Jenny Ma, JD, of the HHS Department speaks on a University of Pennsylvania conference panel on the regulation of large language model AI systems in health care — On the “Keeping Pace: Regulatory Imperatives for Large Language Models in Health Care” panel were moderator and LDI Senior Fellow **Gary Weissman, MD**, **MSHP,** Assistant Professor at the Perelman School of Medicine; **Elizabeth Edwards, JD**, Senior Attorney at the National Health Law Program; **Jennifer Goldsack, MBA**, CEO of Digital Medicine Society (DiMe); and **Jenny Ma, JD**, Principal Deputy Director of the U.S. Department of Health and Human Services.

In the panel on how federal regulations relate to AI, Jenny Ma, JD, the Principal Deputy Director of the Office for Civil Rights at the U.S. Department of Health and Human Services, emphasized how the revised non-discrimination principles of the Affordable Care Act’s Section 1557 will, in July of 2025, be officially applied to health care AI. Section 1557 prohibits discrimination on the basis of race, color, national origin, sex, disability, age, or religion in activities that receive federal financial assistance, including health insurance plans, health care providers, health care facilities, and the AI systems they use.

“These non-discrimination principles are applicable to you if you are a covered entity that has violated 1557, whether you blame it on AI or not,” said Ma. “And we just wanted to affirm that.”

Jennifer Goldsack, MBA, Founder and CEO of the Digital Medicine Society (DiMe), a Boston-based non-profit focused on advancing the safe and equitable use of digital means to redefine and improve health care, emphasized why strong non-discrimination measures were needed in the health care AI field.

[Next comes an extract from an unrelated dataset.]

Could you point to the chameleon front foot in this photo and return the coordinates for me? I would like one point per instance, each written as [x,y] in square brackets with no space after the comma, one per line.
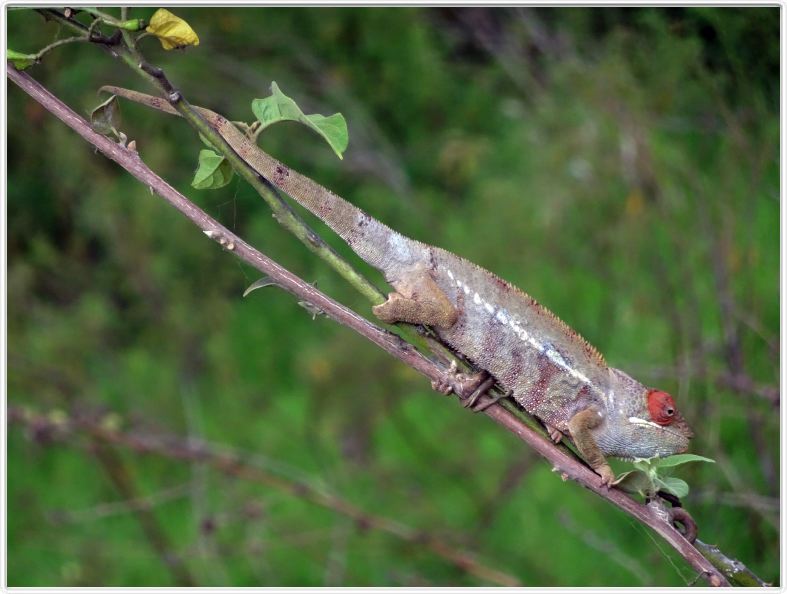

She pointed to a recent investigative series called “Embedded Bias” in STAT News that detailed how race-based algorithms are already widely used throughout the health care delivery system and why it’s so difficult to change them.

DiMe has been partnering with the New York City Coalition to End Racism in Clinical Algorithms (CERCA) run by the New York City Department of Health and Mental Hygiene. Goldsack said the unusual thing about the project is how CERCA has gone across New York’s five boroughs talking with clinicians who are often able to identify discriminatory aspects of the algorithms responses they are already so familiar with from daily use.

“One of the things we’ve learned is that identifying these things is going to be very little about technology, and an awful lot about how we actually interact with the clinicians and administrators who use the AI. So, when we come to transparency, I want to say the notion that it’s purely a technological issue is not accurate,” said Goldsack. “It’s really interesting to think about how we can create a playbook to create incentives and scale CERCA’s approach and give a reason for every single public health department and every single health system to implement the same thing around the country.”